Billed as “the most ambitious back to work programme this country has ever seen,” by Chris Grayling, Minister for Employment, it is hoped it will bring to an end a persistent problem which has defeated previous administrations of all persuasions.
The Programme effectively marks a move by the government to share this challenge with employers, and experts will be closely monitoring the role ‘delivery partners’, as the government has labelled them, will play in finding a solution for rising unemployment and breaking a culture of state dependency as a gauge for the Programme’s success.
Despite businesses beginning to recruit again, what the most recent unemployment figures demonstrate is that companies are in fact struggling to find the right calibre of staff amongst the 2.48 million people currently unemployed in the UK.

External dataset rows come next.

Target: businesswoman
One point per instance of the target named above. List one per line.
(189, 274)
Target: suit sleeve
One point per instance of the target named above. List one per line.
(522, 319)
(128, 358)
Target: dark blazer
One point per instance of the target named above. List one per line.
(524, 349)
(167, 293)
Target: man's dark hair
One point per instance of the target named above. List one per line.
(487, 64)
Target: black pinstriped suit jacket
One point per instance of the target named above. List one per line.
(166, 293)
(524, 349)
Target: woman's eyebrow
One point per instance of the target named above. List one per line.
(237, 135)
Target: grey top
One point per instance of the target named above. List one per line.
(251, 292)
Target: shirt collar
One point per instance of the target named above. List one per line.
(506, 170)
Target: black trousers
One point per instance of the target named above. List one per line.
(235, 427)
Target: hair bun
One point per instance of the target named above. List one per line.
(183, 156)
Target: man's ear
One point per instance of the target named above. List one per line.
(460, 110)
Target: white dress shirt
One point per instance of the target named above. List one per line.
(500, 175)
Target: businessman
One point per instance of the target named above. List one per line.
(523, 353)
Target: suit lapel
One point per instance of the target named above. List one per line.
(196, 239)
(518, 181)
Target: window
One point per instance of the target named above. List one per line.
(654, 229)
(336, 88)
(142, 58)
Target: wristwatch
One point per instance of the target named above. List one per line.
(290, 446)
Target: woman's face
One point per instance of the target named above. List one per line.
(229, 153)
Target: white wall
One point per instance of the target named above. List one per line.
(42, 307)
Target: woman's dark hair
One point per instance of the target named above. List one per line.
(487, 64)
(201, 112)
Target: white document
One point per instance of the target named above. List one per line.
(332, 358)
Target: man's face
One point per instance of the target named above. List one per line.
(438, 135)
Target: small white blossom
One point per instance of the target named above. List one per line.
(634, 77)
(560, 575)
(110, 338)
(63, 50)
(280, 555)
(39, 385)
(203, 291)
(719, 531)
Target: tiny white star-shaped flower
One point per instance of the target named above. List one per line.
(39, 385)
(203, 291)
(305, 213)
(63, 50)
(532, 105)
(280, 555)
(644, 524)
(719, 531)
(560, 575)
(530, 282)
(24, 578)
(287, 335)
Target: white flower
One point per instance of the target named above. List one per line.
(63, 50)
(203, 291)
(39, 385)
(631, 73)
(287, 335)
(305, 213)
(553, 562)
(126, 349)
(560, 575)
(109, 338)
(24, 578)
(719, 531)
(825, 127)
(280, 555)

Crucially, youth unemployment, standing at an all time high 936,000 — and rising, is becoming an increasingly detrimental statistic to Britain’s future economic growth. Youth unemployment is, of course, only one part of unemployment figures and they need to be segmented in order to provide appropriate solutions. If left untreated, however defined, this risks damaging the country’s economic growth and recovery.
Speaking on the topic of Apprenticeships, Liz Field, CEO of the Financial Skills Partnership (FSP) said:
“The government’s plan to launch more apprenticeships for young people — though an attractive solution due to rising university costs - is part of the solution to bridge the so called ‘skills gap’ identified by George Osborne, and there needs to be more co-operation across a myriad of stakeholders.
“We believe that employers and training agencies need to be actively involved in bridging this gap. Work experience is a good example, although is ad hoc and in most cases unstructured. Whilst there are some excellent examples of good practice, employers need to make an effort to build on best practice and improve work experience so that the individuals gain an insightful learning experience that will help and prepare them for when the time comes for them to make that leap into their chosen employment.”
FSP has been paving the way for creating a dialogue and bridging the gap between employers and those looking for work by launching its ‘Work Experience Portal’ to appeal to young people.
Whilst initially aimed at the traditional work experience age group, it will be extended for other work placements. They have also recently re-launched their ‘Directions’ site — a UK wide online information and careers site designed to provide impartial advice and recruitment for careers in the financial sectors and this continues to be enhanced and improved by FSP employer panels to ensure it appeals to job seekers.